The Community Planning Program, formerly the Countryside Program, has been working since 1996 to promote sustainable urban, suburban, rural and exurban development patterns across Ohio. CPP is part of the Center for Community Planning and Development. We work with local officials (City/Village Councils, township trustees, zoning/planning commissions and boards; planning, zoning and building staff); landowners; developers and the real estate community; designers and planners; and the general public. We partner with local communities; County Planning Commissions and Soil and Water Districts; conservation groups and land conservancies; development groups; and State and Federal agencies to achieve a balanced approach.
- We provide education through workshops, presentations, and individual discussion sessions.
- We provide technical assistance on a wide variety of planning, zoning, development, and conservation projects and processes.
- We conduct and participate in research that can contribute to better decision making in our region.
- We act as a resource and clearinghouse for those in the State of Ohio who are working to achieve a balance of conservation and development.
Ohio Balanced Growth Program: Best Local Land Use Practices
The Ohio Balanced Growth Program was begun in 2006 by the Ohio Lake Erie Commission, in response recommendations of the Ohio Balanced Growth Task Force, and also was a statewide program from 2009-2013 under the Ohio Water Resources Council. Kirby Date managed the outreach component of the Program, known as Best Local Land Use Practices (BLLUP) through 2016. The BLLUP program provides education, technical assistance, and research support to local governments in Ohio, focused on implementation of Balanced Growth Policy at the local government level. For more information see the Ohio Balanced Growth web site.
Community and Neighborhood Planning
The Community Planning Program works with communities and neighborhoods to provide a variety of planning services ranging from comprehensive planning to historic districts, zoning reviews to commercial market studies. Our philosophy is to provide affordable services that help to develop leadership capacity within the community. The Program assisted Southington Township, Trumbull County, on their Comprehensive Plan. The plan is innovative because it was prepared by township citizens themselves, with mentoring from staff of the Community Planning Program, using the “Small Communities Planning Toolkit”, developed by the Program. The Program has also assisted the Village of Middlefield and the City of Olmsted Falls with retail and housing market studies, site suitability analyses, and downtown studies, including visitor questionnaires and merchant interviews.
The Community Planning Program has also completed a downtown district plan for the Village of Jefferson in Ashtabula County. The plan involved assessment of current conditions including historic buildings and economic uses, and evaluation of alternatives for balancing historic preservation with economic development. The Village chose to adopt a Local Historic District and become a Certified Local Government in cooperation with the Ohio Historic Preservation Office.

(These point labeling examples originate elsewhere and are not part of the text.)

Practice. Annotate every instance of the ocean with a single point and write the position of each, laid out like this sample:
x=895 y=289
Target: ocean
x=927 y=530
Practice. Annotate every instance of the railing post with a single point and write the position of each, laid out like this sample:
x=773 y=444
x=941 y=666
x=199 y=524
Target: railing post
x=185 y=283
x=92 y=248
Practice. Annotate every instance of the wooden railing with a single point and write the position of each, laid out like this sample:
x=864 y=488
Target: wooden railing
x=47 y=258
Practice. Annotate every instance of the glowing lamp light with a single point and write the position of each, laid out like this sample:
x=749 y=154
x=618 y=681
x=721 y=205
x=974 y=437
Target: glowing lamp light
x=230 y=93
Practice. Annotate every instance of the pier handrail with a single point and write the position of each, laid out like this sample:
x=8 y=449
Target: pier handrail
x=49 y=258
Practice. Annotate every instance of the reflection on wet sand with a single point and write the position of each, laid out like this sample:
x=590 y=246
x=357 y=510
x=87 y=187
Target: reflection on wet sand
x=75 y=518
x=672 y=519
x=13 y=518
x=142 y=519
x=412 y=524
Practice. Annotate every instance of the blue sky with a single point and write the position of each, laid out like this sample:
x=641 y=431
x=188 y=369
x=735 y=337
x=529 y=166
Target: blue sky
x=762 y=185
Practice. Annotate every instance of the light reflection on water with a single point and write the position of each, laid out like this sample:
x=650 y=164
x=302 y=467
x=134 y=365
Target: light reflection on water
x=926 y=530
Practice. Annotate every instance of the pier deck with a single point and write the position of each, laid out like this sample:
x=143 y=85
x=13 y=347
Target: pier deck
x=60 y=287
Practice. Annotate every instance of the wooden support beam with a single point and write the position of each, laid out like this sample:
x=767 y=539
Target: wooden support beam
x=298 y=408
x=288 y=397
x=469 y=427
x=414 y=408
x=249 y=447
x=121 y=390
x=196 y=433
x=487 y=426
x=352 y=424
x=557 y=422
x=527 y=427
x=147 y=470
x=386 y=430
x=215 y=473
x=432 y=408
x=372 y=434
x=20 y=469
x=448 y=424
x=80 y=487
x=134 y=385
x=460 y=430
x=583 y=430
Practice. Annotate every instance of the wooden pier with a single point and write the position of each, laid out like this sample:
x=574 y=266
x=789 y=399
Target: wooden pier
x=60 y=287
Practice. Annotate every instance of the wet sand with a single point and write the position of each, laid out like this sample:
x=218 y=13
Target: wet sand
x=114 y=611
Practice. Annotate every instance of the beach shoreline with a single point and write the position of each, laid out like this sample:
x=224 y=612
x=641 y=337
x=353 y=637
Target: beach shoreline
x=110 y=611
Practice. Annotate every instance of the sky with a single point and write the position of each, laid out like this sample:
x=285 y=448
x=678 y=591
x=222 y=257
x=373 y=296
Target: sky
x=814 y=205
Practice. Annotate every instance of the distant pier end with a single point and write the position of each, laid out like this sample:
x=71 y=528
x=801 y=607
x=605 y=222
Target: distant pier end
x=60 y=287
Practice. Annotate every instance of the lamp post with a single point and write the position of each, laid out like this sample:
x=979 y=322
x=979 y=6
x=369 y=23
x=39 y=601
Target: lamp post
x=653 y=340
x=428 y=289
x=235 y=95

Other projects include retail market analyses for six Cleveland neighborhoods; an economic base analysis for the Village of Middlefield; and a retail and housing analysis for the City of Olmsted Falls. We are currently working on a comprehensive housing analysis for the City of Oberlin. Under our work on the Balanced Growth Program, we have completed code reviews for a number of communities, including the City of Geneva, City of Sandusky, City of Vermilion, Village of Bay View, Montville Township, and others. A code review related to housing management issues and green building was completed for the City of Kent in 2015.
If you are interested in pursuing similar ideas for your community, please contact Kirby Date at 216-687-5477.
Staff of the Center for Community Planning and Development conducted a research project for the Ohio Department of Transportation which looked at the relationship of Balanced Growth land use policy to transportation benefits. This was a collaborative project of the Levin College of Urban Affairs and the Washkewicz College of Engineering and was completed in 2014.